Cuando te roban el coche —que aún no has terminado de pagar al banco— piensas que los marginados, los desheredados, los que viven al margen del sistema, deberían pagar por sus delitos o por su falta de liquidez social; yo soy muy solidario hasta que me roban la cartera: cuando me roban me vuelvo racista, intransigente, autoritario, poco dado al perdón y al análisis sosegado. Desde la comodidad del espectador todo parece posible, cuando te toca salir a escena las cosas cambian, el mundo se vuelve un lugar hostil, el espectáculo que antes parecía fabuloso, languidece. Este planteamiento es capital para comprender aquello que nos lleva a posicionarnos con respecto a los otros. En política, la idea debería ir siempre refrendada por una especie de confirmación mediante hechos: perdone primero al asesino de su hijo para votar a favor de una legislación que suavice las penas de cárcel y apueste por la reinserción social.
Cuando nos manchamos con la dura extravagancia de los hechos, las ideas pierden fuelle. No ignoro que en el planteamiento anterior hay una pequeña trampa: la legislación no tiene nada que ver con el perdón. Yo puedo no perdonar jamás al asesino de mi hijo, y sin embargo, creer que las cárceles deben cumplir una función social (no solo expiatoria). La legislación es una cuestión común, el perdón una cuestión íntima. Aquí es a donde quería llegar; equivocamos la experiencia propia cuando se trata de la experiencia colectiva. No se trata del asesino de tu hijo, se trata de todos los asesinos que antes mataron a los hijos de otros hombres.
Parece mucho más sencillo ponerse en el lugar de la víctima y asimilar el horror de sufrir una agresión que comprender los mecanismos que la produjeron; siempre empatizamos con la víctima pero nunca con el verdugo, siempre pensamos en el derrumbe que sufriríamos si alguien hiciera daño a nuestra familia pero, ¿y si fuera nuestra familia la que hiciera daño a alguien? ¿Cómo asumir, por ejemplo, que tu propio hijo sea un asesino?

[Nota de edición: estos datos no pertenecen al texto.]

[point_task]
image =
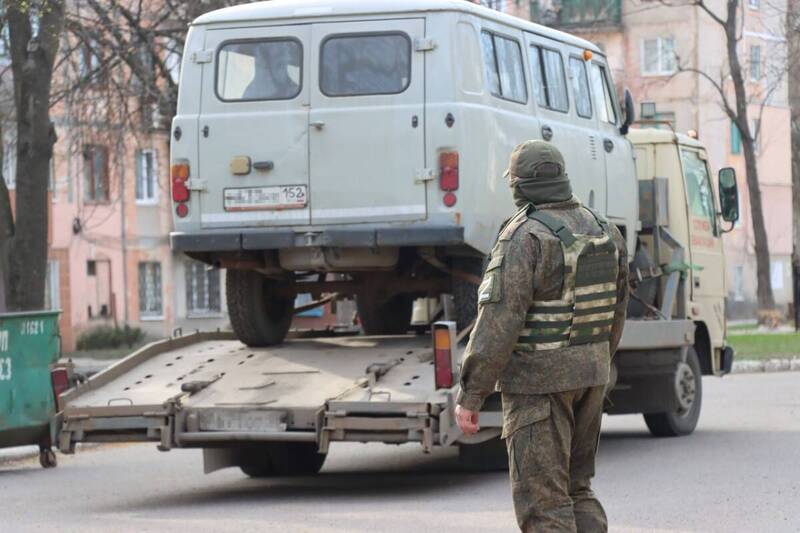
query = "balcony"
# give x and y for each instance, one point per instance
(577, 14)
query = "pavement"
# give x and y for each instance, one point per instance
(739, 472)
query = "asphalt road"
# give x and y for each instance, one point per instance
(739, 472)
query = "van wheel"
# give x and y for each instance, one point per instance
(260, 313)
(281, 459)
(385, 317)
(688, 392)
(488, 456)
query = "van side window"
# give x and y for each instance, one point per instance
(259, 70)
(502, 58)
(580, 87)
(549, 82)
(365, 64)
(602, 94)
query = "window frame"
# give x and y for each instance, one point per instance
(516, 41)
(345, 35)
(152, 200)
(257, 40)
(588, 88)
(540, 57)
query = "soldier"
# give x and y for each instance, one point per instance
(551, 312)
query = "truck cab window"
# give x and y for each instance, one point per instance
(259, 70)
(698, 188)
(549, 82)
(358, 65)
(601, 87)
(503, 60)
(580, 87)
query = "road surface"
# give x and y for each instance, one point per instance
(739, 472)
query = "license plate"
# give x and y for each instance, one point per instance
(259, 198)
(234, 420)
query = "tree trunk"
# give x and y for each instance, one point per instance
(32, 59)
(766, 300)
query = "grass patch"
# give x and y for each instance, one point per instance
(765, 345)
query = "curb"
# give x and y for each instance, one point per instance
(769, 365)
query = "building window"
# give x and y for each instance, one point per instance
(736, 139)
(150, 304)
(503, 60)
(658, 56)
(202, 289)
(755, 62)
(146, 177)
(549, 83)
(95, 173)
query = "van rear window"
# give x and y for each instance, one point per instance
(364, 64)
(259, 70)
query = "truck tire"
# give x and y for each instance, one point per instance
(281, 459)
(688, 390)
(385, 317)
(487, 456)
(260, 314)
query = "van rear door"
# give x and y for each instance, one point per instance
(253, 140)
(367, 122)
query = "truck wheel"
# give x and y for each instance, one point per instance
(488, 456)
(281, 459)
(260, 314)
(465, 293)
(385, 317)
(688, 392)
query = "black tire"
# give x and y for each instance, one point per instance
(465, 293)
(384, 317)
(281, 459)
(487, 456)
(260, 314)
(683, 420)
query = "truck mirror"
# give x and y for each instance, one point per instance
(630, 113)
(728, 195)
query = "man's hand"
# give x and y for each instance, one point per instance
(467, 420)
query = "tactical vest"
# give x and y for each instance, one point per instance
(585, 311)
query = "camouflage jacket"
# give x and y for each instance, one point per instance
(532, 268)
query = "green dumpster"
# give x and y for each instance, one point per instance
(29, 345)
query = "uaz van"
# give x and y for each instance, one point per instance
(358, 147)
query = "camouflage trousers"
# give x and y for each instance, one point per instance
(552, 441)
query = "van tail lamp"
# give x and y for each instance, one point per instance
(60, 379)
(180, 177)
(444, 342)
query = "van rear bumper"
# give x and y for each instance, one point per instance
(272, 239)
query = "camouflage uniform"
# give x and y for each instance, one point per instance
(552, 391)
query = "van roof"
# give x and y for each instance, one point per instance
(293, 9)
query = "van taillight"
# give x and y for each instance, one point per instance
(448, 171)
(180, 175)
(443, 345)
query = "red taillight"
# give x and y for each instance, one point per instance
(59, 377)
(180, 175)
(448, 171)
(443, 341)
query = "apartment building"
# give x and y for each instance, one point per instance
(663, 55)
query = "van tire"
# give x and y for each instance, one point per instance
(260, 314)
(281, 459)
(385, 317)
(683, 420)
(487, 456)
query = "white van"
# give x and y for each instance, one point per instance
(369, 139)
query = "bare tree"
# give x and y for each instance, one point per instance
(34, 33)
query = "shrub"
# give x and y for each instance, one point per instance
(108, 337)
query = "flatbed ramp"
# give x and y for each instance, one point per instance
(208, 389)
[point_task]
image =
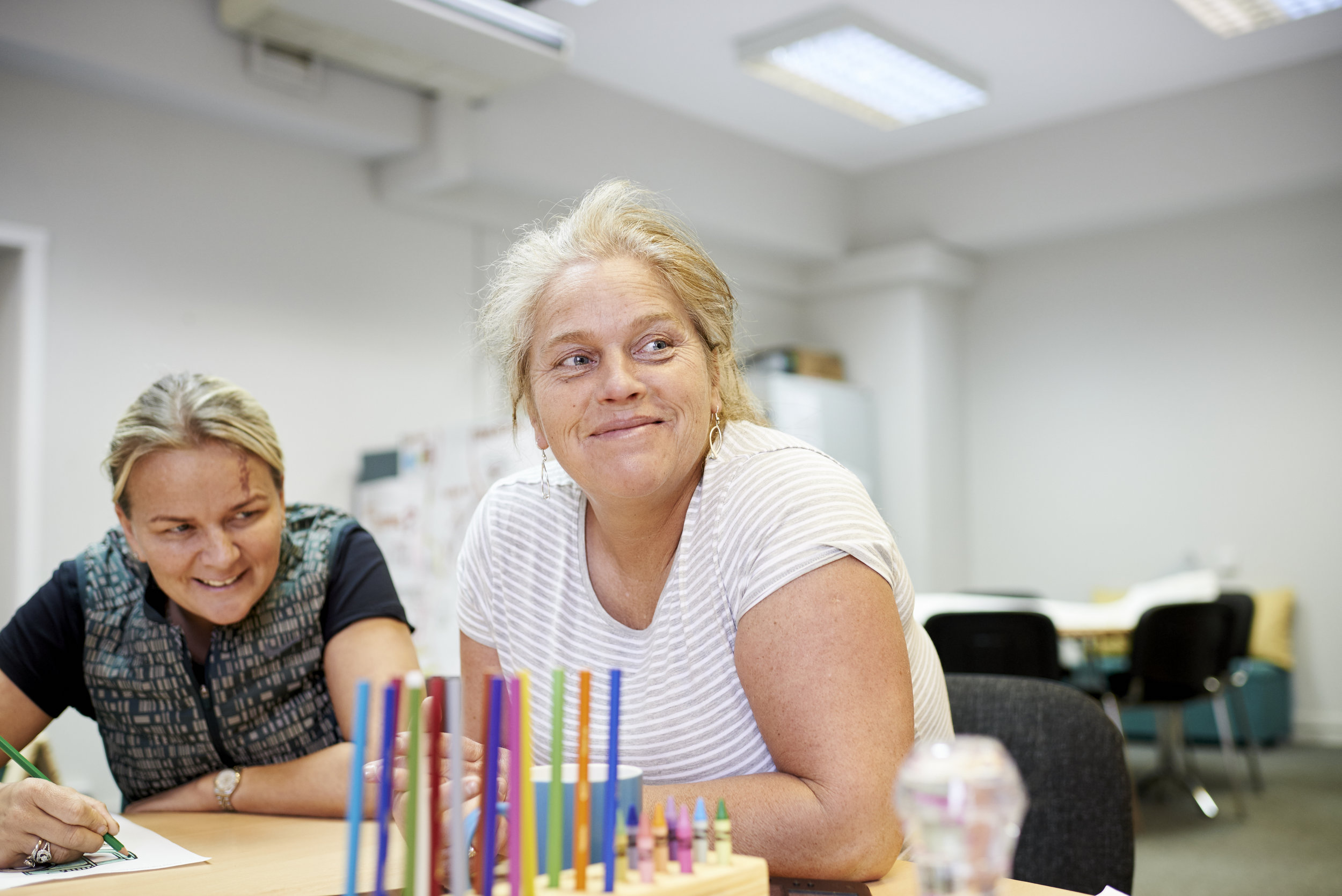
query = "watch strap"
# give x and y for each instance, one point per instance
(226, 797)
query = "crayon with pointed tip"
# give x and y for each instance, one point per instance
(673, 847)
(490, 798)
(414, 766)
(514, 786)
(701, 832)
(583, 792)
(632, 848)
(611, 803)
(659, 837)
(723, 833)
(528, 795)
(685, 837)
(555, 828)
(646, 863)
(622, 848)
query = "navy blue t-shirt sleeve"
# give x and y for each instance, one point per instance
(42, 647)
(360, 587)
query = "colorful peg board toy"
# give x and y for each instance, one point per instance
(745, 876)
(583, 814)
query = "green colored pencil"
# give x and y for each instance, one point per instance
(33, 773)
(555, 828)
(414, 696)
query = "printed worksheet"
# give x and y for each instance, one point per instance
(147, 851)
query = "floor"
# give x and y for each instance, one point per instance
(1290, 844)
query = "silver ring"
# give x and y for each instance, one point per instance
(41, 855)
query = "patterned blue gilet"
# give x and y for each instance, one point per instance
(265, 699)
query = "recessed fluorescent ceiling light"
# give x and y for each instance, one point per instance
(847, 62)
(510, 18)
(1232, 18)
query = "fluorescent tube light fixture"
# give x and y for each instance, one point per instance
(857, 66)
(1234, 18)
(504, 15)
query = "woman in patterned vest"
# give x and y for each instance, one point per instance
(215, 636)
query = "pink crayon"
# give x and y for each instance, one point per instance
(646, 848)
(673, 841)
(685, 836)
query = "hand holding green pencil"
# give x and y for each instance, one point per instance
(37, 809)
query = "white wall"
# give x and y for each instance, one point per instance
(180, 244)
(1175, 388)
(1204, 149)
(897, 316)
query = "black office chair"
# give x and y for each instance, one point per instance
(996, 644)
(1078, 833)
(1235, 680)
(1179, 654)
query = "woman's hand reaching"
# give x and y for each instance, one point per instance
(473, 777)
(34, 809)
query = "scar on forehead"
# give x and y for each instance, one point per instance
(243, 472)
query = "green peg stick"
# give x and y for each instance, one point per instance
(555, 829)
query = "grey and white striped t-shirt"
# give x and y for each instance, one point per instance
(767, 512)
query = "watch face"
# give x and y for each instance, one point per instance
(226, 781)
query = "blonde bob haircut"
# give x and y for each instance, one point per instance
(187, 411)
(616, 219)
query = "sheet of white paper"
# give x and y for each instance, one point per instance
(148, 851)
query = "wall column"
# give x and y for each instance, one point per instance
(897, 317)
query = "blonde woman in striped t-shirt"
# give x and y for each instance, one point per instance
(742, 581)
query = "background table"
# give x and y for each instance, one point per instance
(261, 855)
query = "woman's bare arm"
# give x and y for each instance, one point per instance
(316, 785)
(34, 809)
(826, 668)
(478, 665)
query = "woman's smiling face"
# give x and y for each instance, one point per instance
(208, 521)
(621, 381)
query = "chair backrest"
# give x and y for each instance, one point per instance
(1078, 833)
(1179, 647)
(1243, 608)
(996, 643)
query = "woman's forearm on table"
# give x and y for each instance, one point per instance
(315, 785)
(796, 827)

Acostumbramos a decir, mi hijo no haría nunca una cosa así, cuando lo cierto es que no podemos garantizar de ninguna manera que nuestro hijo pierda el juicio y se lie a tiros a la salida del instituto. No estamos a salvo del azar de una bala pero tampoco del azar de apretar el gatillo. Ambos hechos se rigen por el mismo principio de incertidumbre, vivir consiste en gestionar la incertidumbre y asumir, de una vez por todas, que la primera variable de la incertidumbre soy yo. Yo corro el mismo peligro que aquel al que mataron ayer. Mi hijo también. Mi hijo puede ser víctima o verdugo. En la ecuación de la vida cualquier alteración en las variables provoca resultados drásticamente diferentes.
Elegimos siempre el rol de víctima porque el de verdugo resulta inasumible, también porque nuestra cultura ensalza al mártir por encima de cualquier otro arquetipo. Quizá deberíamos ponernos en el lugar del verdugo para atajar el problema de la víctima. Quizá dándole la vuelta a la ecuación obtengamos la respuesta definitiva.